French cinema is the high-visibility indicator of a great country's cultural hara-kiri. Awards ceremonies are always fundamentally political, but in France they're actually... fundamentalist. After winning at Cannes last years, the film A Prophet was fawned over at the Césars, with no less than nine awards. Best Picture, Best Director, Best Screenplay, Best Cinematography, Best... etcetera.

The film celebrates the "rise" and deification of an illiterate petty criminal. It's an extremist vision of emancipation: Europe (represented by the Corsican Mafia and the prison screws) is a waning and thoroughly racist Old Guard, virtually a minority in a society (the prison) dominated by observant Islamists, in which to flourish is to claim one's racial origin (the hero's switch to an Arab rather than a French allegiance), and in which to gain respect is to conquer (through murder and a large-scale drug cartel), with a little help from the Koran (via a handy spiritual guide and former murder victim).
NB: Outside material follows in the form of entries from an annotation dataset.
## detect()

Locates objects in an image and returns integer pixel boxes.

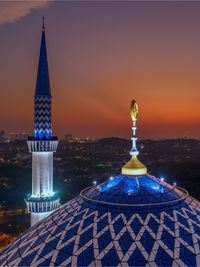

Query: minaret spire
[122,100,147,175]
[42,16,45,30]
[25,17,60,225]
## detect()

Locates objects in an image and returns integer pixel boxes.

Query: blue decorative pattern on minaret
[25,21,60,228]
[34,22,52,140]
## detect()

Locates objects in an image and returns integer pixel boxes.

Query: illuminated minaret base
[25,19,60,226]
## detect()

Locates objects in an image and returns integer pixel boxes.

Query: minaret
[25,17,60,226]
[122,100,147,175]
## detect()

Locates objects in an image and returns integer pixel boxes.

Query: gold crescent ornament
[130,100,138,121]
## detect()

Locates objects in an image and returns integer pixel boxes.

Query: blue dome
[0,174,200,266]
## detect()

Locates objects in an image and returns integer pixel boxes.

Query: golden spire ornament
[122,100,147,175]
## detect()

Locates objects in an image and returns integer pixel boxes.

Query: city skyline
[0,1,200,139]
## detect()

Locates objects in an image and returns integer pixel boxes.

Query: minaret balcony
[27,137,58,152]
[25,193,60,213]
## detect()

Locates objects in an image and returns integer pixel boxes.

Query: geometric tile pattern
[0,176,200,266]
[34,96,52,139]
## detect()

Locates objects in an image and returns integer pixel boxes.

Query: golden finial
[130,100,138,121]
[122,100,147,175]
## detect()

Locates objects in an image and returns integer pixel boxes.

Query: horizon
[0,1,200,140]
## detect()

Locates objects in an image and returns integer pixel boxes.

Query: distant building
[10,132,29,141]
[0,130,5,143]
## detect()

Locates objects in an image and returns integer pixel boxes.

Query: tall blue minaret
[25,18,60,226]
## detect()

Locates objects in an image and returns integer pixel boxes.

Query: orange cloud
[0,0,49,24]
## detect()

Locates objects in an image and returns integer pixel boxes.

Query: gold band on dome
[122,156,147,175]
[121,100,147,175]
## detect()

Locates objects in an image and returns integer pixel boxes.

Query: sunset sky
[0,1,200,138]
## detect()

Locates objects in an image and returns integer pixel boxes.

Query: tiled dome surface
[0,175,200,266]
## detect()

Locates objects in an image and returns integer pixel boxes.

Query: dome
[0,103,200,266]
[0,174,200,266]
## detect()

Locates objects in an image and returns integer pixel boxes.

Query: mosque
[0,21,200,266]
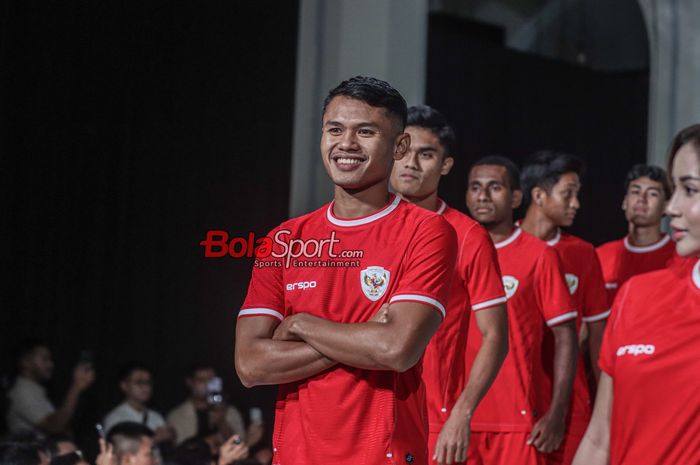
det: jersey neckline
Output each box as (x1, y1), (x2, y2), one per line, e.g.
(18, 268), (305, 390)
(493, 228), (523, 249)
(326, 194), (401, 227)
(547, 228), (561, 246)
(622, 234), (671, 253)
(435, 199), (447, 215)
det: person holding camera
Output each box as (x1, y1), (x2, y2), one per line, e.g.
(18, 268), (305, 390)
(7, 340), (95, 437)
(167, 365), (264, 446)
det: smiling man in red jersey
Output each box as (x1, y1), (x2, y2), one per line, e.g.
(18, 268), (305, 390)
(391, 106), (508, 464)
(596, 165), (676, 305)
(235, 77), (457, 465)
(466, 156), (578, 465)
(521, 151), (610, 465)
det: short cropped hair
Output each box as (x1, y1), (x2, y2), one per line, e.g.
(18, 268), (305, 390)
(323, 76), (408, 130)
(0, 441), (41, 465)
(406, 105), (457, 157)
(625, 163), (671, 200)
(107, 421), (153, 462)
(520, 150), (586, 210)
(469, 155), (520, 191)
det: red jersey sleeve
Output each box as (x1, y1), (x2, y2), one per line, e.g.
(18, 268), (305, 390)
(578, 247), (610, 323)
(598, 283), (629, 376)
(389, 215), (457, 317)
(460, 225), (506, 311)
(238, 227), (287, 320)
(535, 247), (577, 326)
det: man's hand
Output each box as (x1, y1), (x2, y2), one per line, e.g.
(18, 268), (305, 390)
(527, 409), (566, 454)
(217, 434), (248, 465)
(73, 363), (95, 392)
(433, 410), (471, 465)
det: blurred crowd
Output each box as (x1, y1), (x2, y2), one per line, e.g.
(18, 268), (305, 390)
(0, 341), (272, 465)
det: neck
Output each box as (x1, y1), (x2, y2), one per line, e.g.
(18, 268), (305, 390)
(484, 217), (515, 244)
(398, 191), (440, 212)
(627, 223), (663, 247)
(333, 179), (391, 219)
(521, 206), (559, 241)
(126, 399), (146, 412)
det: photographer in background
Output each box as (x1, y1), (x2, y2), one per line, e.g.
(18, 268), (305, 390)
(7, 340), (95, 436)
(104, 362), (175, 443)
(168, 365), (264, 446)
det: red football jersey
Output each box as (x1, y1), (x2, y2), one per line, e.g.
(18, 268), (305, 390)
(423, 200), (506, 432)
(239, 197), (457, 465)
(467, 228), (576, 432)
(600, 258), (700, 465)
(596, 235), (676, 305)
(544, 231), (610, 424)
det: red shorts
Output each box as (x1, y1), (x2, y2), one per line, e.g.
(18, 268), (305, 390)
(428, 431), (464, 465)
(547, 422), (588, 465)
(467, 431), (547, 465)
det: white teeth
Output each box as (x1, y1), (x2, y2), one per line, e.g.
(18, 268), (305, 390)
(335, 158), (362, 165)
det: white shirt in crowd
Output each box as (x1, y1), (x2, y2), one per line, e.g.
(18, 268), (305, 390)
(104, 402), (165, 433)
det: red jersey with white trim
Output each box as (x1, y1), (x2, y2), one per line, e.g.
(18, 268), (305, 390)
(544, 231), (610, 424)
(600, 258), (700, 465)
(239, 197), (457, 465)
(596, 234), (676, 305)
(423, 200), (506, 432)
(467, 228), (576, 432)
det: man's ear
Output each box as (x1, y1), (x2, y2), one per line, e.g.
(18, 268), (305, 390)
(531, 186), (547, 207)
(510, 189), (523, 210)
(440, 157), (455, 176)
(394, 132), (411, 160)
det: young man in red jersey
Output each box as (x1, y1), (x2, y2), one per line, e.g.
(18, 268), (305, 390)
(596, 164), (676, 306)
(521, 151), (610, 465)
(466, 156), (578, 465)
(391, 105), (508, 464)
(236, 77), (457, 465)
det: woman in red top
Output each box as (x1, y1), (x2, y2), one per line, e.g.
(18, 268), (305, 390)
(574, 124), (700, 465)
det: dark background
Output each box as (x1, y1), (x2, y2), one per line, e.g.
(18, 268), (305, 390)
(0, 0), (648, 454)
(0, 1), (298, 450)
(426, 14), (649, 245)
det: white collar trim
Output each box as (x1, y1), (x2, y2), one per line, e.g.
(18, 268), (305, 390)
(493, 228), (523, 249)
(623, 234), (671, 253)
(547, 229), (561, 246)
(326, 195), (401, 226)
(435, 199), (447, 215)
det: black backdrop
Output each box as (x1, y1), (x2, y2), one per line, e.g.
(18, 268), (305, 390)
(426, 14), (649, 244)
(0, 1), (298, 448)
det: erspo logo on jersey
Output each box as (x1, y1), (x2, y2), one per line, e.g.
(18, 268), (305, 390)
(617, 344), (656, 357)
(199, 229), (364, 268)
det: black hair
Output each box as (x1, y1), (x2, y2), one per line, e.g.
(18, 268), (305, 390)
(469, 155), (520, 191)
(406, 105), (457, 157)
(520, 150), (586, 210)
(323, 76), (408, 130)
(667, 124), (700, 174)
(118, 361), (153, 382)
(0, 441), (41, 465)
(107, 421), (153, 460)
(625, 163), (671, 200)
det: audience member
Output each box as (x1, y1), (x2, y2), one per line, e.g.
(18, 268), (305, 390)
(168, 365), (264, 446)
(7, 341), (95, 435)
(104, 362), (175, 442)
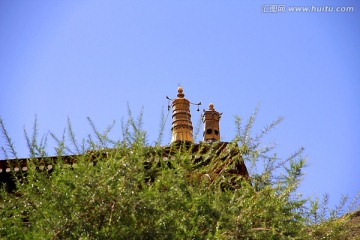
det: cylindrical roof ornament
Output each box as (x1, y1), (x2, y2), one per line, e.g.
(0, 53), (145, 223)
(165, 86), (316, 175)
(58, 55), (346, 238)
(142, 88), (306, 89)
(167, 87), (201, 143)
(203, 103), (222, 142)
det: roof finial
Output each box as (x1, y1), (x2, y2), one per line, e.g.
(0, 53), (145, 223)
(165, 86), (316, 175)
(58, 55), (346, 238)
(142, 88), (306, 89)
(177, 86), (185, 98)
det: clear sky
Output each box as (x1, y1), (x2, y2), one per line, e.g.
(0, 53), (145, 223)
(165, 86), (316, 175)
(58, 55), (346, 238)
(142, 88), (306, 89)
(0, 0), (360, 208)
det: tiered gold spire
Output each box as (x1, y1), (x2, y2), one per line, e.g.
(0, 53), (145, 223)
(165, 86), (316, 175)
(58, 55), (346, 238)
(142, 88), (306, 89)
(203, 103), (222, 142)
(171, 87), (194, 143)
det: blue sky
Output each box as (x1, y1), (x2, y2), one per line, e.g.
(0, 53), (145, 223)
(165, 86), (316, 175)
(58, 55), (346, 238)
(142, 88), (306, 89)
(0, 0), (360, 208)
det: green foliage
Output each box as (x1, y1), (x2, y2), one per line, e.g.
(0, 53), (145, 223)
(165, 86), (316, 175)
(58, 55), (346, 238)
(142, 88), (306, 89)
(0, 110), (355, 239)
Of course - as everyone keeps telling me - it's "really well made". (So what? So was Avatar. So were the gas chambers.) But it's not even that it is so remarkably anti-Western that is so remarkable; it's the fact of being so roundly lauded by the well-meaning cultural class. The worst thing about the new extremism is not the thing itself, but the adoration it receives within the society it is destroying. I becomes its cause celebre. As I wrote in a earlier post:

[A prophet] presses all the right leftist buttons: the idea that the only crime is to imprison people (Foucault); the nobility of the savage (Rousseau); the sacralisation of other cultures/races (Levi-Strauss) vs. an assumed guilt for ones own (almost all 20th century French thinkers).

Strangely, the film is apparently exempt from any criticism of racial stereotyping. If I was a Muslim, I bet I'd be a little offended at the example it offers for making friends and influencing people in the West. Not to mention the use of the word Prophet - in such a non-peaceful context...

As for the implied "prophesy", are we supposed to lament it? Or laud it? The ending clearly suggests the latter. The French forgot to give A Prophet a bonus well-deserved award at the Césars: Best Suicide Note of The West.